Search Engine
Timeline
June 2024
Skills
Python, REST API, JavaScript, HTML, CSS
MapReduce, Distributed Systems, AWS, Networking, Concurrency
Overview
This project involved building a scalable search engine similar to Google or Bing. I developed the search engine using a MapReduce framework for parallel data processing and a segmented inverted index for efficient text retrieval. The final product includes a REST API for search results and a user interface for querying and displaying results.
Process
MapReduce Framework Implementation
The project began with implementing a MapReduce framework in Python, inspired by Google's MapReduce paper. This framework executes MapReduce programs with distributed processing on multiple computers, and includes two main components: a Manager that handles job distribution and multiple Workers that perform map and reduce tasks. My goal was to understand MapReduce program execution, basic distributed systems, fault tolerance, and networking. An example of the MapReduce job involved a Word Count task with input files and Worker instances, demonstrating the framework's functionality.
Search Engine Development
Building on the MapReduce framework, this stage involved developing a scalable search engine.
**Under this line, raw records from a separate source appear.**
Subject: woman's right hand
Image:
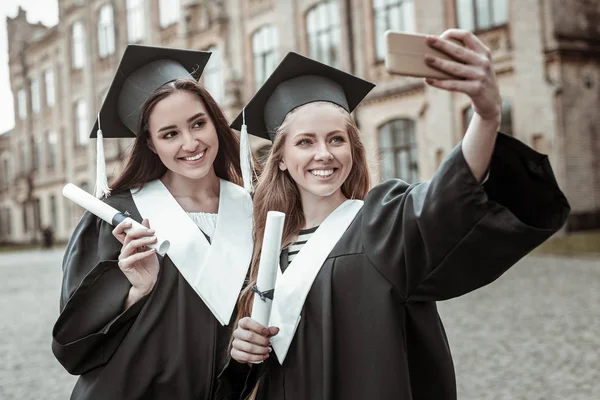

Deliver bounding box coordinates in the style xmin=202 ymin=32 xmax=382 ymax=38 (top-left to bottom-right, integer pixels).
xmin=231 ymin=317 xmax=280 ymax=364
xmin=112 ymin=218 xmax=160 ymax=308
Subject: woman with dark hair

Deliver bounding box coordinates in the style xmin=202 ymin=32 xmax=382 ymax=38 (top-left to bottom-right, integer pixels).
xmin=225 ymin=30 xmax=570 ymax=400
xmin=52 ymin=45 xmax=254 ymax=399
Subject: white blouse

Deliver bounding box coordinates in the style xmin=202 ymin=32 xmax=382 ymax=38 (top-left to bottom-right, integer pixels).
xmin=186 ymin=212 xmax=218 ymax=241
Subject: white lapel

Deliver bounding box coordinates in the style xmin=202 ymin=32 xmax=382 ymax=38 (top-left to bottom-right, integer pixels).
xmin=131 ymin=179 xmax=253 ymax=325
xmin=269 ymin=200 xmax=364 ymax=364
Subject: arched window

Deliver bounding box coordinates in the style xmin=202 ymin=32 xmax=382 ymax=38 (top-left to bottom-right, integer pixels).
xmin=378 ymin=119 xmax=418 ymax=182
xmin=98 ymin=4 xmax=116 ymax=58
xmin=72 ymin=21 xmax=86 ymax=69
xmin=373 ymin=0 xmax=415 ymax=60
xmin=252 ymin=25 xmax=279 ymax=87
xmin=306 ymin=1 xmax=341 ymax=67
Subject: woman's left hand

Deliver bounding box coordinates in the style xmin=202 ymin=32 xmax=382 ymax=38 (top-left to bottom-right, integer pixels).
xmin=424 ymin=29 xmax=501 ymax=123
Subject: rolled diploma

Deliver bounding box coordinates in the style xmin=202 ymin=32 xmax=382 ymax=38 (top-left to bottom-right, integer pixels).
xmin=62 ymin=183 xmax=170 ymax=255
xmin=251 ymin=211 xmax=286 ymax=327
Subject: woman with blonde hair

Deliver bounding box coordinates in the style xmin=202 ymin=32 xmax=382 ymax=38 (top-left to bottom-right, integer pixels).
xmin=223 ymin=30 xmax=570 ymax=400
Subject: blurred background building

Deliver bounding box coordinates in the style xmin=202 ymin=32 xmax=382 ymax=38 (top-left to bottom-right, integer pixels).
xmin=0 ymin=0 xmax=598 ymax=244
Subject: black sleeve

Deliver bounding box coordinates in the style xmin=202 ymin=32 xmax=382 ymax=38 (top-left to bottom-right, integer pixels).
xmin=362 ymin=133 xmax=570 ymax=302
xmin=51 ymin=210 xmax=147 ymax=375
xmin=215 ymin=357 xmax=269 ymax=400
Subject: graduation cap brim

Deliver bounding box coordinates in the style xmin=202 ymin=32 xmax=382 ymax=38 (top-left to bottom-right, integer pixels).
xmin=91 ymin=45 xmax=211 ymax=139
xmin=230 ymin=52 xmax=375 ymax=141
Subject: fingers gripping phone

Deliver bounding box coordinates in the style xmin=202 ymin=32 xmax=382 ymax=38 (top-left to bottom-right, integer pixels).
xmin=384 ymin=31 xmax=461 ymax=79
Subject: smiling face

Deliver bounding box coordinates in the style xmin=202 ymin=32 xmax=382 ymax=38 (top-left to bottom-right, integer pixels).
xmin=147 ymin=90 xmax=219 ymax=182
xmin=278 ymin=102 xmax=353 ymax=202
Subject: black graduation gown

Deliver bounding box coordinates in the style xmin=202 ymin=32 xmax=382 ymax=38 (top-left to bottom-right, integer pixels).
xmin=226 ymin=134 xmax=570 ymax=400
xmin=52 ymin=192 xmax=242 ymax=400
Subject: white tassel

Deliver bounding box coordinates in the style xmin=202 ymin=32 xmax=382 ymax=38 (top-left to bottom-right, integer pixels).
xmin=94 ymin=114 xmax=111 ymax=198
xmin=240 ymin=109 xmax=255 ymax=194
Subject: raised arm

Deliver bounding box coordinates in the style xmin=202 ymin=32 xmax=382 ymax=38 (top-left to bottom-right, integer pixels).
xmin=425 ymin=28 xmax=503 ymax=182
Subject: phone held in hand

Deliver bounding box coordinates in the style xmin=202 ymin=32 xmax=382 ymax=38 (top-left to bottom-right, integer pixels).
xmin=384 ymin=30 xmax=460 ymax=79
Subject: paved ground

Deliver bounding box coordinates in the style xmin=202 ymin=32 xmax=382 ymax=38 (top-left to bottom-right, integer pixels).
xmin=0 ymin=249 xmax=598 ymax=399
xmin=0 ymin=249 xmax=77 ymax=399
xmin=438 ymin=255 xmax=600 ymax=400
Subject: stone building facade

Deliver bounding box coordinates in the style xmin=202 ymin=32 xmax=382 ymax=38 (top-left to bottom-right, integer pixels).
xmin=0 ymin=0 xmax=598 ymax=244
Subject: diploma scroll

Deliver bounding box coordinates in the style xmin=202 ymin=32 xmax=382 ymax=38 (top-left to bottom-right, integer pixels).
xmin=251 ymin=211 xmax=286 ymax=327
xmin=62 ymin=183 xmax=170 ymax=255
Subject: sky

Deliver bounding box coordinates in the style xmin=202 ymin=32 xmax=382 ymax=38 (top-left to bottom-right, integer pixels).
xmin=0 ymin=0 xmax=59 ymax=134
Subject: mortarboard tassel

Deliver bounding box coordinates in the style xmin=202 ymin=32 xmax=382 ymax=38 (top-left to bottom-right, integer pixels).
xmin=94 ymin=114 xmax=111 ymax=199
xmin=240 ymin=108 xmax=255 ymax=194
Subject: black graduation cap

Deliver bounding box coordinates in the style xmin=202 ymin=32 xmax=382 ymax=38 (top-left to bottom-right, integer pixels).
xmin=89 ymin=44 xmax=211 ymax=198
xmin=90 ymin=44 xmax=211 ymax=139
xmin=230 ymin=52 xmax=375 ymax=142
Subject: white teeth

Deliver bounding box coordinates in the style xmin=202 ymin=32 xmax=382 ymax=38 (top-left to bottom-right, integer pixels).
xmin=183 ymin=150 xmax=205 ymax=161
xmin=310 ymin=169 xmax=334 ymax=177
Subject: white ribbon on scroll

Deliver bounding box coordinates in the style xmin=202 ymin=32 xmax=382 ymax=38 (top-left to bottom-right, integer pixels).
xmin=251 ymin=211 xmax=286 ymax=327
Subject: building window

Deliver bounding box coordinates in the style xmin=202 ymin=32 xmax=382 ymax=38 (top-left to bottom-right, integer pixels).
xmin=306 ymin=1 xmax=341 ymax=67
xmin=47 ymin=131 xmax=58 ymax=168
xmin=45 ymin=69 xmax=55 ymax=107
xmin=0 ymin=208 xmax=11 ymax=237
xmin=17 ymin=89 xmax=27 ymax=120
xmin=32 ymin=137 xmax=41 ymax=172
xmin=373 ymin=0 xmax=415 ymax=60
xmin=75 ymin=100 xmax=89 ymax=145
xmin=31 ymin=78 xmax=41 ymax=114
xmin=463 ymin=99 xmax=512 ymax=136
xmin=1 ymin=158 xmax=9 ymax=187
xmin=456 ymin=0 xmax=508 ymax=31
xmin=98 ymin=4 xmax=116 ymax=58
xmin=19 ymin=141 xmax=28 ymax=173
xmin=203 ymin=45 xmax=224 ymax=103
xmin=33 ymin=198 xmax=41 ymax=233
xmin=159 ymin=0 xmax=180 ymax=28
xmin=22 ymin=206 xmax=28 ymax=233
xmin=127 ymin=0 xmax=146 ymax=42
xmin=49 ymin=195 xmax=58 ymax=229
xmin=252 ymin=25 xmax=278 ymax=88
xmin=378 ymin=119 xmax=418 ymax=183
xmin=72 ymin=21 xmax=86 ymax=69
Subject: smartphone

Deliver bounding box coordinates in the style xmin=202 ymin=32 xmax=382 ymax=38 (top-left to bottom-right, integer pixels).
xmin=384 ymin=31 xmax=460 ymax=79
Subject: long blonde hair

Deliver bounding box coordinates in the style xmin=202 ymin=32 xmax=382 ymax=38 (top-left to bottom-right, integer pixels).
xmin=234 ymin=103 xmax=371 ymax=360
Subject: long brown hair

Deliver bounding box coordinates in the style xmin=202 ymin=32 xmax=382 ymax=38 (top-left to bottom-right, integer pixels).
xmin=111 ymin=78 xmax=249 ymax=193
xmin=236 ymin=102 xmax=371 ymax=337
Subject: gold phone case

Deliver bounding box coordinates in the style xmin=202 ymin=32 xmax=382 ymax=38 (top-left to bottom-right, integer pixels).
xmin=384 ymin=31 xmax=459 ymax=79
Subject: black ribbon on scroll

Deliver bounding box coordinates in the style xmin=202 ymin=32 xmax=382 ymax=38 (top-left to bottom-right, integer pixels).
xmin=250 ymin=285 xmax=274 ymax=302
xmin=111 ymin=210 xmax=131 ymax=225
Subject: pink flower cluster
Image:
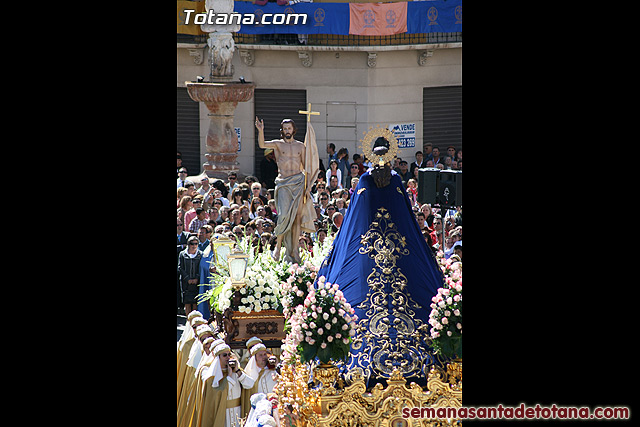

The project focused on information retrieval concepts such as text analysis (tf-idf) and link analysis (PageRank), and utilized MapReduce for parallel data processing. I created a segmented inverted index of web pages using a pipeline of MapReduce programs. Additionally, I developed an Index server with a REST API for returning search results in JSON format and a Search server providing a user interface that mimics Google or Bing.
Outcomes
Throughout the project, I gained expertise in implementing distributed systems and parallel processing with MapReduce, as well as working with Python for large-scale data processing. I also developed skills in building scalable web applications, including creating REST APIs and user interfaces. The project provided valuable experience in information retrieval concepts, networking, concurrency, and using cloud services for distributed computing. The final product is a scalable search engine with a MapReduce framework, a segmented inverted index, a REST API for search results, and a user interface for displaying queries.